This fact ensures that the same proof for Theorem 1 still holds. In other words, in an optimal voltage scaling, one can assign "dummy" delays to these non operational edges just to equalize path delays without increasing the total power consumption. Therefore, distance variables can be defined even with upper/lower bounds on the supply voltages. We add the following timing constraint in presence of lower bounds on supply voltages:

$$h'_{ij}(t_i, t_j) = t_i - t_j \le d_{max_{ij}}$$
 (9)

where  $d_{max_{ij}}$  is the maximum allowable delay for the  $ij^{th}$  edge which is calculated from Equation 2 by substituting  $V_{max_{ij}}$  in Equation 2. Equation 6 will remain the same global timing constraint as before. In this section, we outlined that the bounded supply voltages can be handled with the proposed formulation while still maintaining a linear number of constraint.

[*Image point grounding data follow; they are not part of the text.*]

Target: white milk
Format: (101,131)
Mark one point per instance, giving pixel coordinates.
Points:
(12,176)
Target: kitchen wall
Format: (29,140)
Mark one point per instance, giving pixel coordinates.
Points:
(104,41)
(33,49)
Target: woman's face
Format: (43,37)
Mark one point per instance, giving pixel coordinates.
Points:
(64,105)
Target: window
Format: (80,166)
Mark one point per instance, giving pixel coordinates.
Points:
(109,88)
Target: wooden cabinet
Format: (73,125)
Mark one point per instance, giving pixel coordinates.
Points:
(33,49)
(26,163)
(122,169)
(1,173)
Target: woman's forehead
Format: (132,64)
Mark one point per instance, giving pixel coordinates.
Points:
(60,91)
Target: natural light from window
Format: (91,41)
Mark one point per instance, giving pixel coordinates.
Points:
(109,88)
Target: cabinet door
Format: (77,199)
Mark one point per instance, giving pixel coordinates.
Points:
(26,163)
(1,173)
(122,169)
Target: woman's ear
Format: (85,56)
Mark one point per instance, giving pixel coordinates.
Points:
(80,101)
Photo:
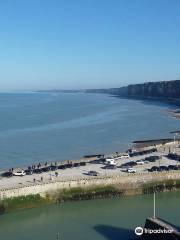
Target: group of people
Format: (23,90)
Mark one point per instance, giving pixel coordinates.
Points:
(51,177)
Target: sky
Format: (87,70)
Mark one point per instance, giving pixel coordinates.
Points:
(72,44)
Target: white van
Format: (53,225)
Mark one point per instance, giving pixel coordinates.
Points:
(19,173)
(110,161)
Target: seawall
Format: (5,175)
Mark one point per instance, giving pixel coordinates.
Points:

To solve the above set of equations (Equations 7,5,6), Lagrange dual function and constraints can be written as:

$$\Lambda(\vec{t},\vec{\lambda}) = P(\vec{t}) - \sum_{\forall e_{ij} \in E} \lambda_{ij} h_{ij}(t_i, t_j)$$
(10)

$$\nabla \Lambda(\vec{t}, \vec{\lambda}) = \nabla P(\vec{t}) - \sum_{\forall e_{ij} \in E} \lambda_{ij} \nabla h_{ij}(t_i, t_j) = 0$$
(11)

$$\forall e_{ij} \in E, \lambda_{ij} \le 0 \tag{12}$$

$$\sum_{\forall e_{ij} \in E} \lambda_{ij} h(t_i, t_j) = 0 \tag{13}$$

This dual optimization problem can be solved efficiently by Interior-point method which simply applies Newtons method to a sequence of equality constraint problems.

#### IV. DISCRETE VOLTAGE MAPPING

In the previous section, we obtained an optimal voltage assignment to modules in a system that minimizes the energy consumption. These voltages might all have different values and therefore result in large number of power supplies with various voltage levels which may not be available. Current technologies, allow the designer to utilize only a few number of voltages. In this sections, we apply different heuristics to map the optimal voltage assignments from the previous section to a discrete set of values. Such problem is known to be NPhard [18]. We consider two different scenarios:

#### A. Fixed Supply Voltage Mapping (FSVM)

Assume a set of k possible voltages is given for a system:  $V = \langle v_1, v_2, ..., v_k \rangle$ . The objective is to find a mapping F from the set of optimal voltages obtained in the previous section,  $\vec{V}_{opt}$ , to  $\vec{V}$ . We propose the following heuristic :For each  $v_{i_{opt}}$ , we map  $v_{i_{opt}}$  to  $v_j$  where  $v_j$  is the closest value to  $v_{i_{opt}}$ . Obviously, the timing constraint may be violated. Iteratively, we find a node that lies in the maximum number of critical paths, and increase its voltage to the next level. We will call the first phase of this mapping algorithm NNM, where each voltage is mapped to its nearest neighbor (Nearest Neighbor Mapping). In the section of experimental results, we will illustrate that even this simple NNM phase, yields a very good power saving while the timing constraint is violated by a small fraction.

## B. Variable Supply Voltage Mapping (VSVM)

In this section, we assume that k different voltage levels,  $v_1, ..., v_k$  may be used where k is given but their values are unknown prior to the solution. The objective is to find k voltage levels, along the mapping function F, such that the overall power consumption is minimized. Therefore, we propose the following method; we group the optimal voltages into k groups and map the voltages in each group to the maximum voltage in that group, such that the total square distance of the voltages in a group to the maximum voltage in that group is minimized, (i.e.  $D = \sum_{\forall i} (v_{opt_i} - v_{F(i)})$ ) is minimized , where F is the mapping function. We apply the following iterative algorithm for this purpose.

procedure VSVM

1:  $\vec{V}' = sort(\vec{V}_{opt})$ 2:  $\forall i \colon F(i) = max(i)$ 

2:  $\forall i; F(i) = \max(\vec{V}_{opt})$ , this is the initializing step

- 3: for j = 1 : k 1 do
- 4:  $t \leftarrow 1, t$  is the index of the new voltage level

5: while D is decreasing do

6:  $\forall i \leq t, F(i) = \vec{V}'[t]$ 

- 7:  $t \leftarrow t+1$
- 8: recompute D
- 9: end while
- 10: **end for**

After this grouping phase, the power consumption will increase, because each voltage is mapped to a value larger than or equal to optimal value. The new total delay of the DAG, T', is however decreased. Therefore, we scale all k voltage levels by a factor of  $\frac{T'}{T}$ . This scaling increases the total delay to T while reducing the total power consumption.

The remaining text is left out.